プライベートも落ち着いてきましたので、更新を再開します。

今後ともよろしくお願いいたします。

「目が一つ増えたか?」

 俺がそう言うと、そのヒト型の何かは、にぃ、と笑う。

「ああ、増えたとも。」

 

 そう言うヒト型の何かの周囲に浮かんでいる眼球は、10個。

 1個1個は、10㎝ほどの大きさだ。

 そして、10個の眼を携えたヒト型部分が、目を開く。


 その瞬間、凄まじいプレッシャーが迸る。


 ヒト型部分についている二つの眼球と合わせて、12眼。

 正真正銘、最強のフローティングアイが、そこにいた。


 

*****

 

「・・・流石だな。膝をつかない者が、二人もいるとは。」

 12眼のフローティングアイの言葉に、周囲を見る。

 すると、皆、プレッシャーに耐えることができず、膝をついたり、地面に伏せたりしている。

 その中で立っているのは、俺と、リールの二人だ。

 リールは、立っているだけでやっとなようだが、どうにか膝をつかずにこらえている。

「ふむ。皆、膝をついたとしても、諦めてはいないようだ。良い表情をしている。」

 全員を見渡し、12眼のフローティングアイは満足そうに頷く。

「強き者どもよ。我が名はメーア。フローティングアイのメーアだ。以後、お見知りおきを。」

 12眼のフローティングアイ改めメーアは、芝居がかった動作で大きくお辞儀をする。

 そして、俺の方に向き直ると、話を進める。

「ところで、私の動作はおかしくはないかね?ヒト型の部分を作ってから、まだ300年だ。慣れていないのでね。」

 そう言いながら、両手を広げて見せる。

 それは、300年前に見た、まだ11眼だった時と比べ、かなりスムーズだ。

「だいぶスムーズな動きになったな。」

 そう言うと、メーアは、笑みを浮かべる。

「そうか。そうか。まあ、お前がそう言うならば、そうなのだろうな。」

 嬉しそうである。

 

 メーアは、両手を広げたり、くるりと回ったりと、動く。

「そうか、自然か。ふふ、嬉しいものだな。
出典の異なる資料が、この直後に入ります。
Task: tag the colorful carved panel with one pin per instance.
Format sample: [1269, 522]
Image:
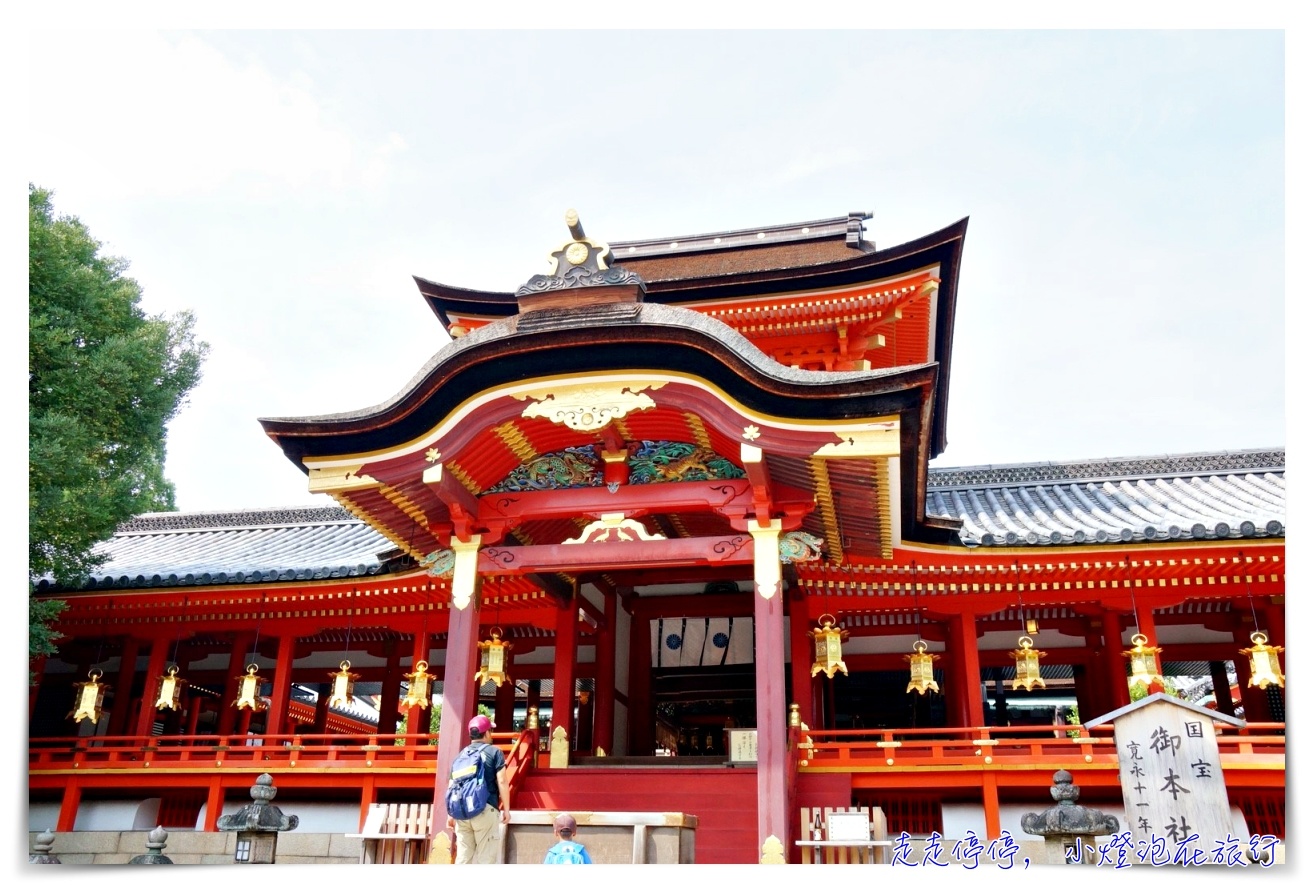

」


 ひとしきり動いた後、こちらに向き直る。

 その表情は、先ほどと違って、少し、真剣だ。

「今回お前を見て、お前に挑み続けた過去の私が、いかに愚かだったか、わかったよ。」

 そう言うメーアの声色には、どことなく諦観が混じっている。 

「12眼になって、ようやく、お前が隠している力が、見えた。」


 ・・・そうか。

 見えたか。


 俺は、見えた、と言われたので、より体の深いところに、力を隠す。

「お?見えなくなったな・・・。『見る』ことが専門のフローティングアイ相手に、しかも、12眼たるこの私でも見えないようにできるとは・・・。恐ろしいものだ。」

 メーアは、両手を小さく挙げる。

「降参だ、降参。それほどの力、どのように手に入れたかは知らぬが、勝てぬ戦いを挑むほど、私も若くはない。」

 その瞬間、放たれていたプレッシャーが霧散する。

 プレッシャーが無くなり、皆が、立ち上がる。

 あまりにもあっさりと降参したメーアを訝し気に見つめると、メーアは、焦ったような表情をする。

「お・・・おや?両手を上げるのは降参ではなかったか?文化には疎くてな・・・。」

「いや、降参でいいよ。」

 俺がそう言うと、メーアは、嬉しそうな表情を浮かべた。

「そうか、間違ってはいなかったか。戦う意思がないことをわかってくれて、嬉しい。」

 メーアは、言葉を続ける。

「だが、私がそれなりに苦労して作った群れを崩壊させたのだ。何か目的があるのだろう?」

 目的か。

 むしろ、俺としては、メーアの目的を知りたい。

「それよりも、お前は、なんで今更群れを作ったんだ?あんなに同族を嫌っていただろうに。」

 

 メーアは、昔から、同族を嫌っていた。

 今よりも眼球が少ない頃から、同族よりもはるかに知能が高かったメーアには、本能的に生きる同族が、とても愚かで刹那的に見えてしまったのだ。

 

 俺がそう訊くと、メーアは、少し、諦めたような表情をして、言う。

「いや・・・。そろそろ、我が力を託す先を探そうと思ってな。」

 力を託す・・・?

「どういうことだ?」


 そう訊くと、メーアは、説明をしてくれた。


 そもそも、メーアは、辺境に住み続けたいわけではないそうだ。

 文明圏に昔から憧れ、7眼の時に文明圏に住めないか画策もした。

 しかし、7眼以上のフローティングアイでは、体格が巨大すぎ、当時の文明圏に住むことが叶わなかったのだ。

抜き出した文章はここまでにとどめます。